Erscheinungstermin: 8/1977

Originalausgabe:
1) Amazing Spider-Man # 89
2) Mighty Thor # 127

Story-Titel:
1) Doc Ock lebt!
2) Der Hammer und die Katastrophe!

Original-Storytitel:
1) Doc Ock lives!
2) The Hammer and the Holocaust!

Zeichnungen:
1) Gil Kane / John Romita
2) Jack Kirby / Vince Colletta

Text:
1) Stan Lee
2) Stan Lee



Mir ist 1977 durchaus aufgefallen, daß der „Spinne“-Zeichner wechselte. Von Gil Kane, der zur Zeit der Veröffentlichung in USA zu den bekanntesten Superhelden-Zeichnern gehörte, hatte ich noch nie gehört. Aber sein Zeichenstil gefiel mir. Ich hatte nicht das Gefühl, daß Peter Parker und Spinne nun nicht wiederzuerkennen waren – dafür sorgte maßgeblich auch John Romita als Inker. Aber die eigenwilligen Posen, Untersicht-Perspektiven und Seitenaufteilungen, die Kane einführte, sprachen mich an. Das war offensichtlich keiner, der erst üben und sich einzeichnen mußte.
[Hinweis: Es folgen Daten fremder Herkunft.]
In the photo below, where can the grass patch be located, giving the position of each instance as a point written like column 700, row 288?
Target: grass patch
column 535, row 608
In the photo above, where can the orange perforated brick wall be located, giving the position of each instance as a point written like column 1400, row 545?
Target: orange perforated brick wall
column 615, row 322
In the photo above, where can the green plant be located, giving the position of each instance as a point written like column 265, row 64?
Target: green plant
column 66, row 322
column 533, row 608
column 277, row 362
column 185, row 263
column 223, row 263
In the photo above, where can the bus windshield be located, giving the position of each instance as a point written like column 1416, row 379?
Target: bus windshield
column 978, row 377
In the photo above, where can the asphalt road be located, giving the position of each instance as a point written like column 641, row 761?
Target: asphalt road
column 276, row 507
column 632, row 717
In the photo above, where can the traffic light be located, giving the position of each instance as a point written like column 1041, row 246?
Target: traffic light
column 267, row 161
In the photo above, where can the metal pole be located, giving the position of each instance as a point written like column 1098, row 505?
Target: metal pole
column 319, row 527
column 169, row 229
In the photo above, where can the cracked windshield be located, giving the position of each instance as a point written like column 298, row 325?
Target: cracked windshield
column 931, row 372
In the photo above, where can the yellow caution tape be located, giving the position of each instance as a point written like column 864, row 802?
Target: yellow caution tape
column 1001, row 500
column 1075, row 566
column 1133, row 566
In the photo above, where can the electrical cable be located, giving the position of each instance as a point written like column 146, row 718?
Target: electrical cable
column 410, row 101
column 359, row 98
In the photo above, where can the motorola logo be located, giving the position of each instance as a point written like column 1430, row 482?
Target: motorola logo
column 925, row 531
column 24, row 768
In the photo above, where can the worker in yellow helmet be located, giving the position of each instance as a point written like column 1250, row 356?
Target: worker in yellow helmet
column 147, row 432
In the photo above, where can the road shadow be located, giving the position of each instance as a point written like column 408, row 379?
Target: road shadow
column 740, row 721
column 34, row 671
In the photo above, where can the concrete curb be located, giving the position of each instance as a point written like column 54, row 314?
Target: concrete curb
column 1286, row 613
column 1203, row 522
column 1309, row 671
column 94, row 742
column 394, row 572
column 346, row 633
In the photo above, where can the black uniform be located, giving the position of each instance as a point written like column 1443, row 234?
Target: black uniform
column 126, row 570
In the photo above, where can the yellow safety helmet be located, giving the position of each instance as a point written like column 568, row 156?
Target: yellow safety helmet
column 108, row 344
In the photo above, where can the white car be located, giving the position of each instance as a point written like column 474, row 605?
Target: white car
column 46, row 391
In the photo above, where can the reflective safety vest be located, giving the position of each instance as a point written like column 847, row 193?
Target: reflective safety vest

Ob es mit dem Zeitpunkt des Einstiegs von Kane etwas auf sich hat, weiß ich nicht. Die Story entwickelt sich jedenfalls so weiter, wie man das bei Mehrteilern schon gewohnt war. Nach einer recht verwickelten Eröffnung folgt meist ein Actionteil, so auch hier. Wie Doktor Octopus die Explosion des Flugzeugs letztes Mal überlebt hat, wird mit keiner Silbe erwähnt. Allerdings hat die Spinne erhebliche Zweifel daran, daß Ock ums Leben gekommen ist. Man erwartet also nichts anderes, als daß „Doc Ock lebt“. Seine Tentakel wurden nicht gefunden. Nachdem Peter Parker die Teilnahme an einer Studentendemo abgelehnt hat, macht er sich (wieder mal) auf die mühsame Suche nach seinem Gegner in New York. Letztlich ist Ock aber gar nicht so schwer aufzuspüren: Er will ein Kraftwerk nahe am Meer lahmlegen, zum einen, um die Stadt unter Kontrolle zu bekommen, zum anderen, um die Spinne anzulocken. Auf Seite 9 beginnt ein recht abwechslungsreich gestalteter Zweikampf. Die Spinne hat alle Hände voll zu tun, sich die Tentakel vom Leib zu halten. Sie und Ock müssen beide einiges einstecken.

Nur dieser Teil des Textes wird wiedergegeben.